New Report Details Impact of COVID-19 on Gender-based Violence in Central America

December 2, 2021

Washington D.C. – The COVID-19 pandemic has greatly exacerbated gender-based violence (GBV) in Central America, a region where this violence is already widespread and the main driver of forced migration to the United States. In a new report, Dual Crisis: Gender-based Violence and Inequality Facing Children and Women During the COVID-19 Pandemic in El Salvador, Guatemala, and Honduras, Kids in Need of Defense (KIND) details the myriad ways the pandemic has placed many more children and women in grave danger of GBV and has widened existing gender inequality in access to education, healthcare, and livelihoods. The report provides recommendations to the governments of Central America and the United States on how to protect children and women against GBV amid the pandemic and mitigate forced migration from the region.


“This report makes clear that we need to confront the intensifying crisis of gender-based violence in Central America to save lives and prevent the loss of countless children and women to years of abuse, suffering, loss of opportunity, and entrenched inequality,” said KIND President Wendy Young. “We must address the lack of protection and access to justice that has deepened during the pandemic. Without action, the United States may see a significant increase in children and women seeking protection in the coming months or years.”


The closure of schools and other public spaces, the decreased capacity of already weak child protection and judicial institutions, and the shifting of public resources to respond to the pandemic has left survivors with few options for seeking protection and support. Gangs and other organized criminal groups swiftly adapted to the new normal, taking advantage of COVID-related restrictions to tighten or expand their control over people and territory, using violence to reinforce their growing power. Children and women from marginalized backgrounds were especially impacted during the pandemic due to systemic discrimination that has long limited their access to resources.
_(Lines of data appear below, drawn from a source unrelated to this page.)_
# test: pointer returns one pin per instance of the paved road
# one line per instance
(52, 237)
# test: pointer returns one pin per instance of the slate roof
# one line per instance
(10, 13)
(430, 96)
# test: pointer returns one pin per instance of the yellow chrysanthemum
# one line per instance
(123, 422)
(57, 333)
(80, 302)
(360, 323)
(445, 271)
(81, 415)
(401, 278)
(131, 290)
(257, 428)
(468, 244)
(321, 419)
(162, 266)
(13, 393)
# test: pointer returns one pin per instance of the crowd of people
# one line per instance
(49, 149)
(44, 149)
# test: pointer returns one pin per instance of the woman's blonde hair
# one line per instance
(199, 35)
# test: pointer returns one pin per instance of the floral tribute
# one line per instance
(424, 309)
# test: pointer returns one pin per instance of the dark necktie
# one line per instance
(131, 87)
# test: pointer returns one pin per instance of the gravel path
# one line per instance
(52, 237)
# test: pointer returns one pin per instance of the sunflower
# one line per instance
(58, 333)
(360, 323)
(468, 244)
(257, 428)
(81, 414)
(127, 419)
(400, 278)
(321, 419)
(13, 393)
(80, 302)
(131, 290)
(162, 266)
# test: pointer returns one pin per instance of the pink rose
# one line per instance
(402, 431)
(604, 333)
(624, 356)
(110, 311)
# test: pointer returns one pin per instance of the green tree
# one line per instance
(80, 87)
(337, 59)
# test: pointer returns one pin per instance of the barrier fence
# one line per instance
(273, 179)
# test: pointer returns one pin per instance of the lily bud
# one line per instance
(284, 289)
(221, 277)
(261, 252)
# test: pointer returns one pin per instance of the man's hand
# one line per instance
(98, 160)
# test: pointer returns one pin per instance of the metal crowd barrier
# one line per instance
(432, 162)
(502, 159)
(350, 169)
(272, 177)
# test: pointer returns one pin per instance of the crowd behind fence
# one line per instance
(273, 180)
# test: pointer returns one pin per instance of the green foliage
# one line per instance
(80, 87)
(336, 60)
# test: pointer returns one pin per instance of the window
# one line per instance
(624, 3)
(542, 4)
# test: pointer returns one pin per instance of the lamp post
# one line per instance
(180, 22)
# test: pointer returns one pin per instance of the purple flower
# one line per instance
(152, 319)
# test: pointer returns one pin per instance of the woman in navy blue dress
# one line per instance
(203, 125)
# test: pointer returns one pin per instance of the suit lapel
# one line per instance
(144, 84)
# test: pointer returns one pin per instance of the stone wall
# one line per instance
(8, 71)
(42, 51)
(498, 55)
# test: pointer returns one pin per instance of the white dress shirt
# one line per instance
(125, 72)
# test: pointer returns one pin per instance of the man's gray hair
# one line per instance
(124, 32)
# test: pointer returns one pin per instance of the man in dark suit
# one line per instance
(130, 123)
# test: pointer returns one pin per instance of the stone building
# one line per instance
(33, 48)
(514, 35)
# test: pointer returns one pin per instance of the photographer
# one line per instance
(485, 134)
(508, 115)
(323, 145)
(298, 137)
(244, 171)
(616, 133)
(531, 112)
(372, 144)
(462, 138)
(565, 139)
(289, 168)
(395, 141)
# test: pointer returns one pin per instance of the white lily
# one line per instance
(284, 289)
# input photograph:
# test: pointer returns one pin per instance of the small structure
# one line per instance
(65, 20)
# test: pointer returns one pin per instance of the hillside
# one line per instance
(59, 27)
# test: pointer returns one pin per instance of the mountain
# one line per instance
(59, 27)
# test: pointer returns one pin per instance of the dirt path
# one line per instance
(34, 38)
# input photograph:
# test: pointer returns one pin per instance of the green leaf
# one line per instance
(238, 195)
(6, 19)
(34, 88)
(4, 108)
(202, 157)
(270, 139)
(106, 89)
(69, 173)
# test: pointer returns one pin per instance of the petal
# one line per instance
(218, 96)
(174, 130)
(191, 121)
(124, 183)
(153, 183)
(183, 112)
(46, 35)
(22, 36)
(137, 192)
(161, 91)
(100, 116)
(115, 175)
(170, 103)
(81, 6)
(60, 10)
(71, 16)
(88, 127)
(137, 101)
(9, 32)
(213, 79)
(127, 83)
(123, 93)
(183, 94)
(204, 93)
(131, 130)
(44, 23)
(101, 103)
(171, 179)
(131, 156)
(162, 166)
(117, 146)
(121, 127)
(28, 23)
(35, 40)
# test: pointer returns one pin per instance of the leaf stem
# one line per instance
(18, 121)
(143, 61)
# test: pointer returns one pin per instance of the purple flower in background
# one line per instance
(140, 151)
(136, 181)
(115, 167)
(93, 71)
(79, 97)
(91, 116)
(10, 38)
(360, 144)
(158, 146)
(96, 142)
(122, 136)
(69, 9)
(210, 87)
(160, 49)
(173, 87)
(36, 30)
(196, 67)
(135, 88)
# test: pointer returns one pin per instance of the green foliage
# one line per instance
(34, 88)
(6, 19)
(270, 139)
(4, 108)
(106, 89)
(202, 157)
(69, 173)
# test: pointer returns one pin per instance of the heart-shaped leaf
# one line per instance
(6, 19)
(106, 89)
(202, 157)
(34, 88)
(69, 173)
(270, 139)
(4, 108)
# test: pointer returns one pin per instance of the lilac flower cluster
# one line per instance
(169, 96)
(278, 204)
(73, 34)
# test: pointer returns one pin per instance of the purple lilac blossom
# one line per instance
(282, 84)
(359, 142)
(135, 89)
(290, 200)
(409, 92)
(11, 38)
Combatting gender-based violence is one of the five pillars of the Biden Administration’s Strategy for Addressing the Root Causes of Migration. KIND’s report stresses that GBV must be addressed in each of the other pillars and that the strategy must be implemented with a gender lens. The first-ever National Strategy on Gender Equity and Equality issued by the White House last month is also an important step toward advancing gender equality both domestically and internationally that also recognizes gender-based violence and gender inequality as pernicious factors that drive forced migration from Central America and around the world.


“We are at an important inflection point where we can learn from the pain and suffering caused by the pandemic and use it as a catalyst to do better for the children and women of Central America,” Young added. “We can prioritize their protection against GBV and tackle the gender inequality that has plagued them for generations. Each country and the region as a whole will be stronger as a result and could look towards a future with more promise and opportunity.”